Google plans to make Gemini more visual in its responses and your prompts. It explains: “You’ll be able to ask it things like, “What are some must-see sights in New Orleans?” — and in addition to text, you’ll get a helpful response along with rich visuals to give you a much better sense of what you’re exploring.”
How can I get my hands on Google Gemini?
Google Gemini 1.0 is already available for you to try here. Version 1.5 is currently only available to business users and developers via the use of Google’s Vertex AI and AI Studio, though it will eventually replace Gemini 1.0 as standard. Once that happens, the regular version will have 128000 tokens at its disposal, while Gemini Pro will make use of the full one million.
How does Gemini compare to other AI chatbots?
On a basic level, Gemini is pretty similar to other AI-based chatbots. The core idea is the same – to engage in conversation with the extent of solving queries and questions. Currently, there aren’t too many similar chatbots. While ChatGPT has almost certainly been the most advanced, Google’s Gemini updates look to position the bot towards the top.
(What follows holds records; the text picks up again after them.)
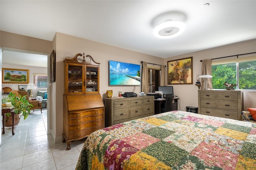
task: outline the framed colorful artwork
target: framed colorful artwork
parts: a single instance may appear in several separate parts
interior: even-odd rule
[[[2,68],[2,83],[28,83],[28,70]]]
[[[167,61],[168,85],[193,84],[193,57]]]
Alternatives such as Bing AI, Replika, and ChatSonic remain popular, but bring up the rear with more basic formats.
These competitors also use extensive training models as a source for knowledge. However, they can only access the data in these training models – nothing further. For example, ChatGPT can only access information up to 2021. This means it can get crucial facts wrong in answers, since it can’t access updated information. Want to ask ChatGPT why you should buy the iPhone 14? No dice, we’re afraid. Gemini avoids this issue by plugging straight into the web, where it can access up-to-date data instantly.
But that’s not the only place that Google differs from these other AI chatbots. Google’s data model is far larger than those from competitors, including OpenAI. All the data that Google gathers (which is another can of worms entirely) is used in Gemini’s training model. And since Google is one of the largest and most sophisticated data gatherers, Gemini’s “brain” is going to be packed with even more valuable information.
On top of all this, Gemini is getting even more sophisticated. Its new features such as snippets in Search, image generation in Firefly, and update code generation (to name but a few) give the tool the widest range of features. Provide Google can ensure Gemini lives up to the demos, we might have to give the Big G the AI crown here.